The opening of Trey Edward Shults’ Krisha is intense. A few seconds in, we are staring eye to eye with Krisha, the titular character (Krisha Fairchild). She is looking at us, and we are looking right back. This defiant, unbroken gaze is prevalent throughout the film, but nowhere more so than in this establishing shot. It’s hard to maintain eye contact with someone who knows you are watching her and is asking why. Therein lies the essence of Krisha. Looking at things that maybe we find uncomfortable. Things that maybe, we would rather not watch.
The ‘coming home’ narrative is simple and one which we have seen many times before. Krisha is a recovering alcoholic returning home to her intimate and extended family for Thanksgiving. The film takes place over the afternoon and evening of her return. The film explores the varying levels of emotions from the family members about Krisha’s return (notably her sister Robyn) but focuses closely in on Krisha’s own feelings about her abandonment and addiction. From the very beginning of the film, Shults closes in on Krisha; the camera, sound and visual design reflecting every part of the torment she is about to put herself through.
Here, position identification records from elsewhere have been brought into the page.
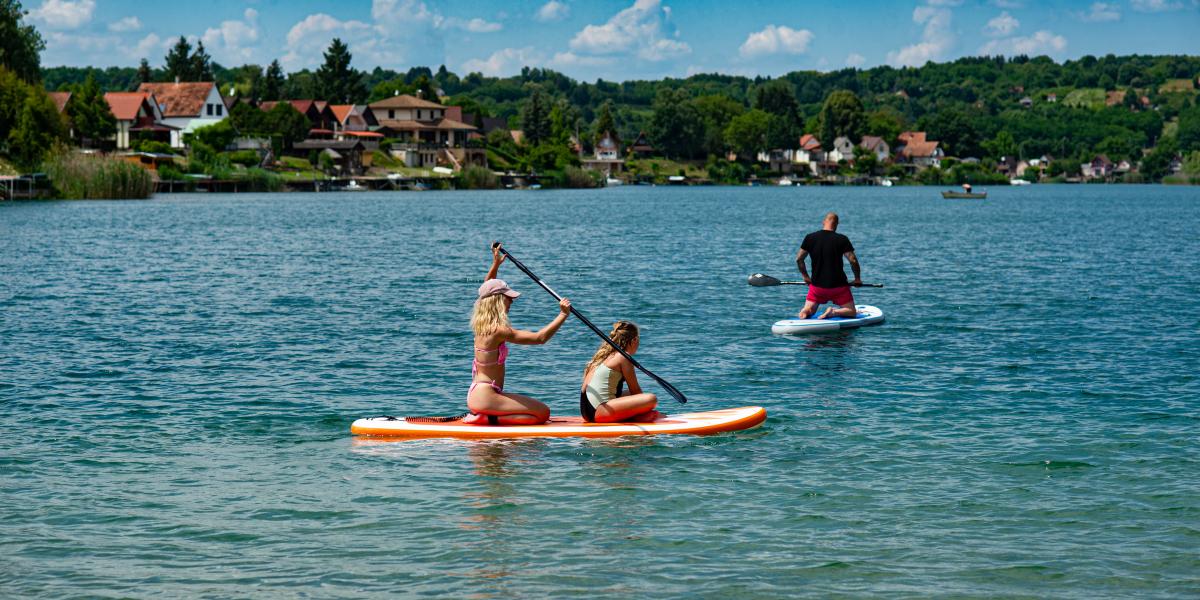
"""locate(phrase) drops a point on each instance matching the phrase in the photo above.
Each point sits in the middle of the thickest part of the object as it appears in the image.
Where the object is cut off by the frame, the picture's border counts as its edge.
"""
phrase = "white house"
(843, 150)
(186, 106)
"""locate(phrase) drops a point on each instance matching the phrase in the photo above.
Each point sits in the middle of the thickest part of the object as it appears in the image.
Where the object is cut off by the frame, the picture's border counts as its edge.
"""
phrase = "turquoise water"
(178, 378)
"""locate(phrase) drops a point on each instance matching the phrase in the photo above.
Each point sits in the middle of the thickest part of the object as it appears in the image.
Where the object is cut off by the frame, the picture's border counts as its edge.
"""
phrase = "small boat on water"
(966, 193)
(970, 196)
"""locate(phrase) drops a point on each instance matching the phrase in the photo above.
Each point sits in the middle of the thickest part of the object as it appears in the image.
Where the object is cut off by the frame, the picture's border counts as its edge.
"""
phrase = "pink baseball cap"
(492, 287)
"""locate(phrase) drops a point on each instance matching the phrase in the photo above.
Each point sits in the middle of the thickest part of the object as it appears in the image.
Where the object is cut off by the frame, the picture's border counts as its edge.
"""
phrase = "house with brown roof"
(877, 145)
(186, 106)
(919, 153)
(137, 115)
(321, 118)
(429, 136)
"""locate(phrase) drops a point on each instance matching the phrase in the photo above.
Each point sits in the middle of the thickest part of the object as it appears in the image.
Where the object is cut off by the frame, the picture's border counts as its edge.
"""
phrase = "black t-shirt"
(826, 250)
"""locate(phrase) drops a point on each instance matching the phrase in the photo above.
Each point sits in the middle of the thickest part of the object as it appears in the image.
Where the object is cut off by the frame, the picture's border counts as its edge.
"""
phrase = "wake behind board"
(867, 316)
(691, 424)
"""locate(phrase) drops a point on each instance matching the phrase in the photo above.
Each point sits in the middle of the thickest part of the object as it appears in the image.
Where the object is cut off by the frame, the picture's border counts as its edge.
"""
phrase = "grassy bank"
(77, 177)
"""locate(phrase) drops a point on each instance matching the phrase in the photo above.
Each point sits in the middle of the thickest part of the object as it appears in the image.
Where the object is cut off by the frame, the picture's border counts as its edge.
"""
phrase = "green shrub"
(478, 178)
(95, 177)
(262, 180)
(245, 157)
(579, 179)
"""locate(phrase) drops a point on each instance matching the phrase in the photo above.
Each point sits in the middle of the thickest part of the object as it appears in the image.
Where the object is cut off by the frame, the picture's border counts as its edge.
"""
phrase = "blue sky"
(612, 40)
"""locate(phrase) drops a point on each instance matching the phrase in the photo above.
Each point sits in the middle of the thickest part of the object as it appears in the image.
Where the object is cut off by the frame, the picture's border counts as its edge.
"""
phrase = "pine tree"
(202, 65)
(179, 61)
(273, 84)
(605, 124)
(535, 118)
(144, 73)
(336, 81)
(90, 115)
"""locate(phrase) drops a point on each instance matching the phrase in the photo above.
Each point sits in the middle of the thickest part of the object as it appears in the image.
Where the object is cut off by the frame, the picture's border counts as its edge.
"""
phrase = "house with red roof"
(186, 106)
(137, 115)
(429, 135)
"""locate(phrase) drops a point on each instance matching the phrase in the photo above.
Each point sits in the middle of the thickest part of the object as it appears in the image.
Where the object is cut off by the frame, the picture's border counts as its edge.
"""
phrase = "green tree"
(144, 73)
(202, 64)
(273, 82)
(1188, 135)
(1002, 145)
(336, 81)
(840, 115)
(39, 127)
(676, 129)
(747, 133)
(286, 121)
(535, 118)
(90, 114)
(21, 45)
(179, 61)
(605, 124)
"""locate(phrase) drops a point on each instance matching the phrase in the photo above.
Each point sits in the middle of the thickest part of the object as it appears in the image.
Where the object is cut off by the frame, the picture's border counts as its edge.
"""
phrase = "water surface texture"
(178, 378)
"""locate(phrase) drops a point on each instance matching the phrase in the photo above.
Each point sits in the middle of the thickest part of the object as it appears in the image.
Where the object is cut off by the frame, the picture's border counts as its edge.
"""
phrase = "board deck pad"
(867, 316)
(691, 424)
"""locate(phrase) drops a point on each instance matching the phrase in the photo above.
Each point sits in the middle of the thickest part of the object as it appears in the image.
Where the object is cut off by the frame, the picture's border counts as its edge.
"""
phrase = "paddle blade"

To say that Krisha is a personal film for Shults to have made is a pretty huge understatement. Inspired by a short film made by Shults in 2014, the cast of Krisha are made up from various members of Shults’ immediate family – including himself. Krisha Fairchild is Schults’ real life aunt, Robyn Fairchild (Krisha’s sister) is Shults‘ own mother. Billie Fairchild, Shults‘ grandmother, gives a phenomenal performance as Krisha’s mother.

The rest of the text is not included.